The 5.8-magnitude quake Aug. 23 rocked the Gilboa Christian Church in Cuckoo, which is located near the epicenter of the quake in Mineral. The church dates to 1857 and has between 50 and 75 members.
“It’s just heartbreaking,” Peggy Albright, who has attended services at the church for nearly 80 years, told The Daily Progress of Charlottesville.
Church members agreed to raise an estimated $350,000 to restore the church, which suffered structural damage. The congregation was to meet at a nearby community center Sunday to worship.
It couldn’t be a more straightforward story but what struck me was that a congregation with as many as 75 members would be described as “tiny.” I’m not entirely sure how many members my congregation has but I’d guess it’s somewhere between 200 and 300 members. I never know how to describe this size — is that small?

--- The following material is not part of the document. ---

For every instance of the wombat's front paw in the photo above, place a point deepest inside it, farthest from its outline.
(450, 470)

Is it medium? I know it’s not a megachurch, but other than that, I’m not sure what the relative size is.
I know I’m not alone because I hear people all the time say that their congregational size is small. But I remember reading that the typical congregation is actually much smaller than people realize. I found Hartford Seminary’s Hartford Institute for Religion Research had something that might help:
Q: What’s the size of U.S. churches?
A: The median church in the U.S. has 75 regular participants in worship on Sunday mornings, according to the National Congregations Study http://www.soc.duke.edu/natcong/ . Notice that researchers measured the median church size — the point at which half the churches are smaller and half the churches are larger — rather than the average (186 attenders reported by the USCLS survey http://www.uscongregations.org/charact-cong.htm ), which is larger due to the influence of very large churches. But while the United States has a large number of very small churches, most people attend larger churches. The National Congregations Study estimated that the smaller churches draw only 11 percent of those who attend worship. Meanwhile, 50 percent of churchgoers attended the largest 10% of congregations (350 regular participants and up).
Want to know more? Check the websites for the National Congregations Study at http://www.soc.duke.edu/natcong/ The US Congregational Life Survey (USCLS) website has statistics about congregations by religious traditions at http://www.uscongregations.org/
I’m not sure how many of the members of the church in question are active participants, and no one would argue that a congregation with as many as 75 members is huge or anything. But I still wonder if we don’t have a problem of imagining that the average or median church size is much larger than it is. I have friends who are members of congregations plenty smaller than the one in question. How should their congregational size be described? Teensie? I also wonder if our perceptions — rather than statistical analysis — doesn’t affect media coverage of congregations. Do journalists think that the typical congregation is much larger than it is?